Autoregressive Image Generation with Randomized Parallel Decoding¶

Conference: ICLR 2026 arXiv: 2503.10568 Code: https://github.com/hp-l33/ARPG Area: Image Generation Keywords: autoregressive image generation, random-order modeling, parallel decoding, KV cache, controllable generation

TL;DR¶

This paper proposes ARPG, a visual autoregressive model built upon a "guided decoding" framework that decouples positional guidance (query) from content representation (key-value), enabling fully randomized-order training and generation with efficient parallel decoding. On ImageNet-1K 256×256, ARPG achieves 1.94 FID in 64 steps with over 20× throughput improvement and over 75% memory reduction.

Background & Motivation¶

Autoregressive (AR) models have achieved remarkable success in large language models, and this paradigm has been extended to visual generation (e.g., VQGAN, LlamaGen). However, applying next-token prediction to image generation faces two core challenges:

Fixed-order constraint: Images have a 2D spatial structure, but AR models require flattening them into a 1D sequence (e.g., raster scan order), making it difficult for the model to handle zero-shot generalization tasks that require non-causal dependencies (e.g., inpainting, outpainting).

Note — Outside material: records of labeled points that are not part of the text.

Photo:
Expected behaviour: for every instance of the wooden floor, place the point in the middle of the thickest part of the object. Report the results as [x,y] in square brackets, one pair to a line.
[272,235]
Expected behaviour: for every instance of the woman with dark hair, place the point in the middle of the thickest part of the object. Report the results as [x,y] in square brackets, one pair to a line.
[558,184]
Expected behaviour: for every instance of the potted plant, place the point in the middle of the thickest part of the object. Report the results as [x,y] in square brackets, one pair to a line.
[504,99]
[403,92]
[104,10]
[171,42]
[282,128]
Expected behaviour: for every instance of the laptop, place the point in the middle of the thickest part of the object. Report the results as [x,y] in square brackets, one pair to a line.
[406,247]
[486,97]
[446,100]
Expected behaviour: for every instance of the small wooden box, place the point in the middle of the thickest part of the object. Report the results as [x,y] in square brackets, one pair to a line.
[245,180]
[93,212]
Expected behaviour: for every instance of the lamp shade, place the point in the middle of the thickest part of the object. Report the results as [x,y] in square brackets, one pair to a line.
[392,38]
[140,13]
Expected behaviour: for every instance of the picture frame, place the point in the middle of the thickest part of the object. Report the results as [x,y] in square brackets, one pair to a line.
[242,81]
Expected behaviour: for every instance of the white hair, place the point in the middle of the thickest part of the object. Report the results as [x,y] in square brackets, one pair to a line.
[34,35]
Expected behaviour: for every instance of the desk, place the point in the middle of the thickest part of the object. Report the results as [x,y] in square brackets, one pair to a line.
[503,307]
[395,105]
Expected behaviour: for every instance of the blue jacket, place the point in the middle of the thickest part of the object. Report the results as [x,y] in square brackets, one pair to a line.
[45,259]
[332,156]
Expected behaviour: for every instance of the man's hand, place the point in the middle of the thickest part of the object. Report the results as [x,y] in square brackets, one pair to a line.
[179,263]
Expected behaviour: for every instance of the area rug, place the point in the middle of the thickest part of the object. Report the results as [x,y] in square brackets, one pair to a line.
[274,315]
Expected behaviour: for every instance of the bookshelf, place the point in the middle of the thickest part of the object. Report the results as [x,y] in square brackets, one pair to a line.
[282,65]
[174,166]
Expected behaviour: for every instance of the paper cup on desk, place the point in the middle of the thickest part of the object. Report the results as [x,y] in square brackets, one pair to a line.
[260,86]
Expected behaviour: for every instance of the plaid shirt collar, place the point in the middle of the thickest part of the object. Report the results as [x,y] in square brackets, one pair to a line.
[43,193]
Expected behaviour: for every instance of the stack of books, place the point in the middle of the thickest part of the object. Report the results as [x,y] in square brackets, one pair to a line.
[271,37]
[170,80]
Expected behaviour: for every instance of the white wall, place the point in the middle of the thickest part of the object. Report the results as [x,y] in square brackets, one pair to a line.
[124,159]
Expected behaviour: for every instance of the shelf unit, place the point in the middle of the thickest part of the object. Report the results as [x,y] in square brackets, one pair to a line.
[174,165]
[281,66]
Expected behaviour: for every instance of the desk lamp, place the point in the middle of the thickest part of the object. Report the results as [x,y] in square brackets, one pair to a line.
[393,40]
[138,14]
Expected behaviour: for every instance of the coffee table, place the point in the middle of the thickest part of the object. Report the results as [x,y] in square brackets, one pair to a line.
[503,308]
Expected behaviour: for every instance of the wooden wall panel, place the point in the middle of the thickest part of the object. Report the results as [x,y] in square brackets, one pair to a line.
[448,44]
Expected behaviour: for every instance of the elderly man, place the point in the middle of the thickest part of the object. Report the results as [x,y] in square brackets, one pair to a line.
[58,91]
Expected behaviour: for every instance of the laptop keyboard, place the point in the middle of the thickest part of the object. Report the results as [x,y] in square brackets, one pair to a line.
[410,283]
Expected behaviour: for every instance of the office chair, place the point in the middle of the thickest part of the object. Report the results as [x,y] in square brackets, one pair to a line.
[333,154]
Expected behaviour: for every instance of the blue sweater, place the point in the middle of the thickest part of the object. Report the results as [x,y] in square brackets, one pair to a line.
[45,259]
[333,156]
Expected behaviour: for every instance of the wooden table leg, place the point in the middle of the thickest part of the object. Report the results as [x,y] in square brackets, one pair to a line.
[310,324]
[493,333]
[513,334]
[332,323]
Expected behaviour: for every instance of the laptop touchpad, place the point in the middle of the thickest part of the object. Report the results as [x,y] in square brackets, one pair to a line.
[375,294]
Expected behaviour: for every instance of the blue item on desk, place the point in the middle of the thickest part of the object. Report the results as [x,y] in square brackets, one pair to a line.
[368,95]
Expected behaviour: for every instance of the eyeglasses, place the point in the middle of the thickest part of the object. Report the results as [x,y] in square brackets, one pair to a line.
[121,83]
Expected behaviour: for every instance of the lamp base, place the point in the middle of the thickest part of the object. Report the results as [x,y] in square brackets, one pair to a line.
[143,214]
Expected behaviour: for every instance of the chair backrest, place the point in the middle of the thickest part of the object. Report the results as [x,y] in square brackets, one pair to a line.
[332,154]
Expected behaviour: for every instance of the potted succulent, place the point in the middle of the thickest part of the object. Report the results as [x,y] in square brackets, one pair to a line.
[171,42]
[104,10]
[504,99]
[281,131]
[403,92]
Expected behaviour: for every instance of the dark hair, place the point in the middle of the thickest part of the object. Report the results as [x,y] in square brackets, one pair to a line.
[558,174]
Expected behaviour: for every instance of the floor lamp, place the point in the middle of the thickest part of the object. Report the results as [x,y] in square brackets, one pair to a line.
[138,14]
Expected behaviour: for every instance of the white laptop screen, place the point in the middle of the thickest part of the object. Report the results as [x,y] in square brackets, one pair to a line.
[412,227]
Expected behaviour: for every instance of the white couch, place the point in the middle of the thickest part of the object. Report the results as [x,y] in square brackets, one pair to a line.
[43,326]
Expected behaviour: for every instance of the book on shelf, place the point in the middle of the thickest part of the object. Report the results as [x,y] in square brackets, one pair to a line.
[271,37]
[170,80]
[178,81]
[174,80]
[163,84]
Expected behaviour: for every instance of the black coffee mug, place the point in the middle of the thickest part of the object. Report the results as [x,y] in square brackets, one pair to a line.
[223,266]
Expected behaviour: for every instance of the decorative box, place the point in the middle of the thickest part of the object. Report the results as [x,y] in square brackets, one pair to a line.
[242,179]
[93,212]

Inference inefficiency: Token-by-token generation is highly inefficient at high resolutions, where a 256×256 image requires generating hundreds of tokens.

Existing alternatives each have shortcomings: MaskGIT achieves random-order generation via masked modeling but relies on bidirectional attention and cannot use KV caching; RandAR enables random ordering via positional instruction tokens but doubles the sequence length, incurring substantial computational and memory overhead.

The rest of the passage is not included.